Robot Jeeves learns to dress people by touch
Image credit: Georgia Tech
Researchers based at the Georgia Institute of Technology have created an assistance robot capable of dressing people in a hospital gown without the use of computer vision.
Already, more than one million Americans require daily assistance to dress themselves due to injury, disease or complications with advanced age. This number is likely to increase as the population ages. At present, these people rely on friends, relatives and social workers to help them dress. The assistance of robots in dressing people could allow these people greater independence, although putting on clothing requires great dexterity that humans often take for granted.
To experiment with the abilities of robots to assist with dressing, a team of researchers at Georgia Institute of Technology set out to create a robot - the PR2 - capable of helping patients into hospital gowns.

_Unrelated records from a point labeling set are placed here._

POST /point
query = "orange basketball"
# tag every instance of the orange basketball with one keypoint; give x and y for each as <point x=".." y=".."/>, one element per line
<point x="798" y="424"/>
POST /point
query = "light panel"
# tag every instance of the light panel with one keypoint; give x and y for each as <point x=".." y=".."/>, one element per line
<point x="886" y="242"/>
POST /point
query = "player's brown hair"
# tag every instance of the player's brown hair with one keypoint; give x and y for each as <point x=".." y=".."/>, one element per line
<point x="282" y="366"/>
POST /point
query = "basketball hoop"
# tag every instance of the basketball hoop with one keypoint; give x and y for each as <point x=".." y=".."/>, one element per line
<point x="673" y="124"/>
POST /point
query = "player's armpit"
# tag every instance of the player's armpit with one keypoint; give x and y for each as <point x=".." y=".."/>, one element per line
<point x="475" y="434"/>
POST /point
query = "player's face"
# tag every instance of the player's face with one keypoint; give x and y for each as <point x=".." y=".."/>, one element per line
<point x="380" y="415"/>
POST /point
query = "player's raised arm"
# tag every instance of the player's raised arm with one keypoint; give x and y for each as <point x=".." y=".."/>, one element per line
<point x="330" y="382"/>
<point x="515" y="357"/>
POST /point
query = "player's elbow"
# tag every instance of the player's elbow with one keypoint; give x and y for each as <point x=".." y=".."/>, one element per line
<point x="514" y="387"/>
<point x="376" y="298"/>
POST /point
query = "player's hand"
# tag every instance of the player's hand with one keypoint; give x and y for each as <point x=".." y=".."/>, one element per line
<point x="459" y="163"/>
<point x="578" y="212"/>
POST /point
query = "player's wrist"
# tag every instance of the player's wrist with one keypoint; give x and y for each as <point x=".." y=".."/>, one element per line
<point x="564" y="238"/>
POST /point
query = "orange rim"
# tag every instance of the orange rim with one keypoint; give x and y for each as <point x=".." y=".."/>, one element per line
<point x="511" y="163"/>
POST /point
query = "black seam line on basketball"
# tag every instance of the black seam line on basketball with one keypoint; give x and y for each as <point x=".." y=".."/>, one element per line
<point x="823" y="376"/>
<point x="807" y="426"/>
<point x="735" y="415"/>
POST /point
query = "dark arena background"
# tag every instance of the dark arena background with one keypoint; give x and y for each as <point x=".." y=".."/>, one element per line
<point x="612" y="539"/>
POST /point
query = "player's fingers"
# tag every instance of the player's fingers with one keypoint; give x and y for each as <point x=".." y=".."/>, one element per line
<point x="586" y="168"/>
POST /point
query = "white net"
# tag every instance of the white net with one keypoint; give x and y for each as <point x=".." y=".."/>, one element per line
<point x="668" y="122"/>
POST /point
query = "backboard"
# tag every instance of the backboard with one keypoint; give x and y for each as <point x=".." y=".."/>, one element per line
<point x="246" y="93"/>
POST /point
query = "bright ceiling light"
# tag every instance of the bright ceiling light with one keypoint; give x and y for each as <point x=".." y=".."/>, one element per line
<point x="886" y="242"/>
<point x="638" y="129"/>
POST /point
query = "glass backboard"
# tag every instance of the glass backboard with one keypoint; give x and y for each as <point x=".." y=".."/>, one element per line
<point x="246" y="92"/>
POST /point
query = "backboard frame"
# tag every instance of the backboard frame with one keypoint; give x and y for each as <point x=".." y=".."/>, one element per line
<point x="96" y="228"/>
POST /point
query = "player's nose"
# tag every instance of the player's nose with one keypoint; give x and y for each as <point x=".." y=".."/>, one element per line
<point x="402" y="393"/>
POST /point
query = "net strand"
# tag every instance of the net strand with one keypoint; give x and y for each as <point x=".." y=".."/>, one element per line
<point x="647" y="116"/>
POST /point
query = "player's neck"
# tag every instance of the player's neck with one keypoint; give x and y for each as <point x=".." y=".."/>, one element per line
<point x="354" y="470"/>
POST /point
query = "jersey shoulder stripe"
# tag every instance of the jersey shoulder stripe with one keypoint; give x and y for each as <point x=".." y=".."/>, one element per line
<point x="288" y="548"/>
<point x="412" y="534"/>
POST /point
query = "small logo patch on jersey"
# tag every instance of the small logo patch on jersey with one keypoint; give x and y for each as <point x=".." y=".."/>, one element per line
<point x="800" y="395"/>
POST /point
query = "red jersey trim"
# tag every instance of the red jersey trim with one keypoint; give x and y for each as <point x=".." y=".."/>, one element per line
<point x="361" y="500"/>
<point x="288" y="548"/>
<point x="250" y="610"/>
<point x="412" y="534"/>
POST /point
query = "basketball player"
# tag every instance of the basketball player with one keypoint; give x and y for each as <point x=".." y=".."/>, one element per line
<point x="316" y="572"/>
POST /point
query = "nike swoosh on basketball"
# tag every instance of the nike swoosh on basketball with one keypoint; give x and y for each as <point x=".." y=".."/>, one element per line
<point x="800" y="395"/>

Rather than pre-programming the robot to perform the task, the researchers used a machine-learning approach; feeding a neural network 11,000 simulated examples of putting a gown onto a person’s arms. Instead of working by sight – which would require the use of cameras and image recognition – the robot works by force, detecting the forces it experiences as it pulls the gown over a person’s hand, elbow and onto their shoulder to rest.
“People learn new skills using trial and error. We gave the PR2 the same opportunity,” said Zackory Erickson, the PhD student who led the project.
“Doing thousands of trials on a human would have been dangerous, let alone impossibly tedious. But in just one day, using simulations, the robot learned what a person may physically feel while getting dressed.”
After a day of analysis, the robot was capable of putting the gown on a person at least some of the time, replicating the process studied through the thousands of examples. It also learned to predict what would happen – sliding, tightening or other consequences – when the gown was manipulated in different ways. The PR2 was able to use this knowledge to dress a person.
“The key is that the robot is always thinking ahead,” said Professor Charlie Kemp, an associate professor in the department of biomedical engineering at Georgia Tech and Emory University. “It asks itself, ‘If I pull the gown this way, will it cause more or less force on the person’s arm? What would happen if I go that way instead?’”
While some attempts were perfect – dressing a sitting person smoothly and comfortably within 10 seconds – others used excessive and dangerous force when the clothing caught on the hand or elbow. The robot performed best when given more time to predict the consequences of different actions and plan its strategy.
At present, the robot is only capable of putting a gown on a single arm. Hospital gowns are loose, simple items of clothing which require minimal manipulation. Fully dressing a person - which could require the manipulation of laces, buttons and fitted clothing - is, according to the team, still many steps away.